Gulf central banks hiked their main interest rates on Wednesday as the US Federal Reserve raised its target policy rate by 50 basis points in the face of inflation at highs not seen in decades.
All Gulf countries have their currencies pegged to the US dollar, except Kuwait, which pegs the Kuwaiti dinar to a basket of currencies that includes the dollar.
The central banks of Saudi Arabia, the United Arab Emirates, Qatar and Bahrain raised their key rates by 50 bps. The Central Bank of Kuwait said it increased its discount rate by 25 basis points (bps) to 2 percent, in a move less hawkish than the Fed’s.
The Saudi Central Bank (SAMA) raised its repo rate and reverse repo rates by 50 bps each to 1.75 percent and 1.25 percent, respectively.
The CBUAE said its base rate would increase by 50 basis points, which would take it to 2.25 percent, effective from Thursday.

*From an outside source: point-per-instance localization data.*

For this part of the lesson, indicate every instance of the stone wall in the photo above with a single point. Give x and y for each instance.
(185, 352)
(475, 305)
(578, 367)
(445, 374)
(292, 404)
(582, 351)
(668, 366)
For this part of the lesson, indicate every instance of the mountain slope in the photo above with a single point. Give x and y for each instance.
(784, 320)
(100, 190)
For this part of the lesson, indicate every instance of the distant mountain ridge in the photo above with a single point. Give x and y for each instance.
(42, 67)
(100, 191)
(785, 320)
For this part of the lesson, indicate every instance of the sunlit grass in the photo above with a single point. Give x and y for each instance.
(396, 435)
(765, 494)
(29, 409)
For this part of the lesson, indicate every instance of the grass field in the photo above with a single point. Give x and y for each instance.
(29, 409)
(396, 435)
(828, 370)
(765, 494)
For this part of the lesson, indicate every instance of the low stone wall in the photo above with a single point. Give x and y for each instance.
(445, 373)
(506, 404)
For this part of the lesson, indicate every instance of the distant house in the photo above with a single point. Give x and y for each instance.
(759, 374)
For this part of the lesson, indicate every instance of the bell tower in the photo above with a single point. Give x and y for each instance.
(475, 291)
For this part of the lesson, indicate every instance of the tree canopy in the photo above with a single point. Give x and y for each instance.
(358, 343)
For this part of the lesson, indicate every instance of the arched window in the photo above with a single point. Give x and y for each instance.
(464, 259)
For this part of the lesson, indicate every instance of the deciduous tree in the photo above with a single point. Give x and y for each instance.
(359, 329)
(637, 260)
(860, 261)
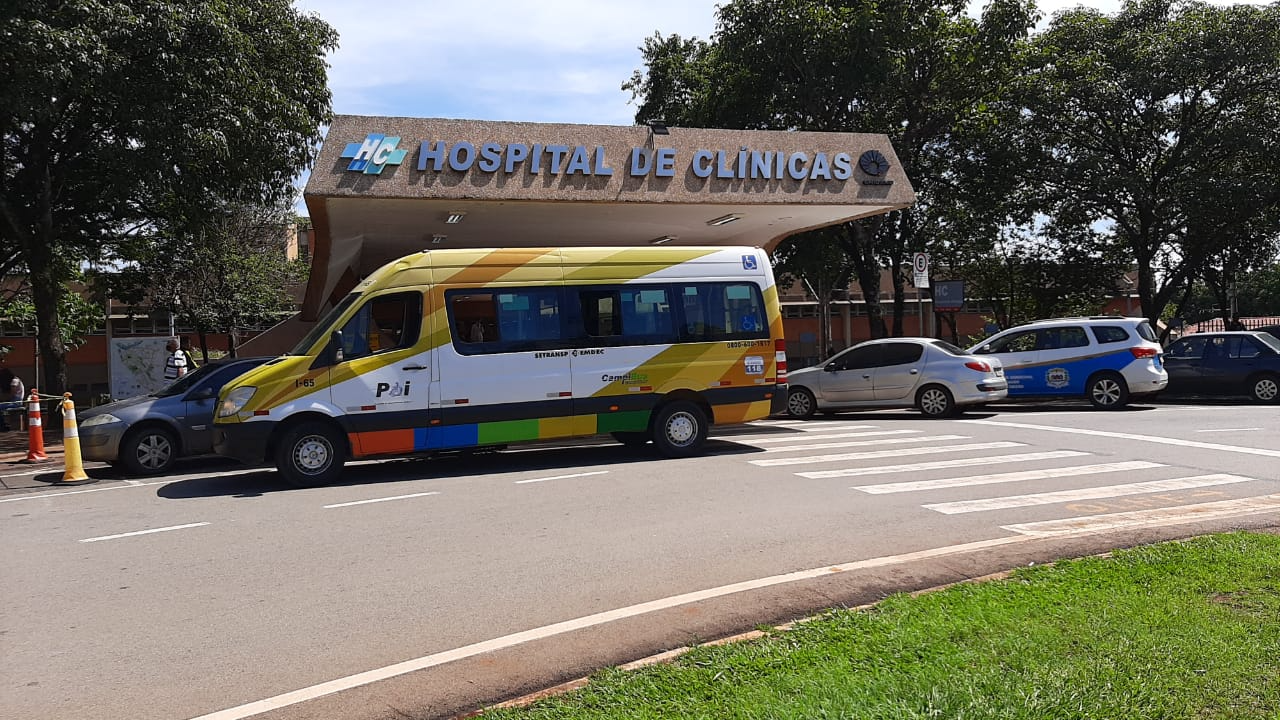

The bank said it would maintain the rate on borrowing short-term liquidity from the CBUAE through all standing credit facilities at 50 bps above the base rate.
The Central Bank of Qatar said it would raise, effective on Thursday, its deposit and repo rates by 50 bps to 1.5 percent and 1.75 percent, respectively. Its lending rate will increase by 25 bps to 2.75 percent.
The Central Bank of Bahrain said it raised its key policy rate, on its one-week deposit facility, by 50 bps to 1.75 percent, in lockstep with the Fed’s hike.
The CBB also increased its overnight deposit rate and lending rates by 50 bps to 1.5 percent and 3 percent, respectively, and its four-week deposit rate was increased by 75 bps to 2.5 percent.
The Central Bank of Oman – the other member of the Gulf Cooperation Council – is widely expected to follow with a similar move.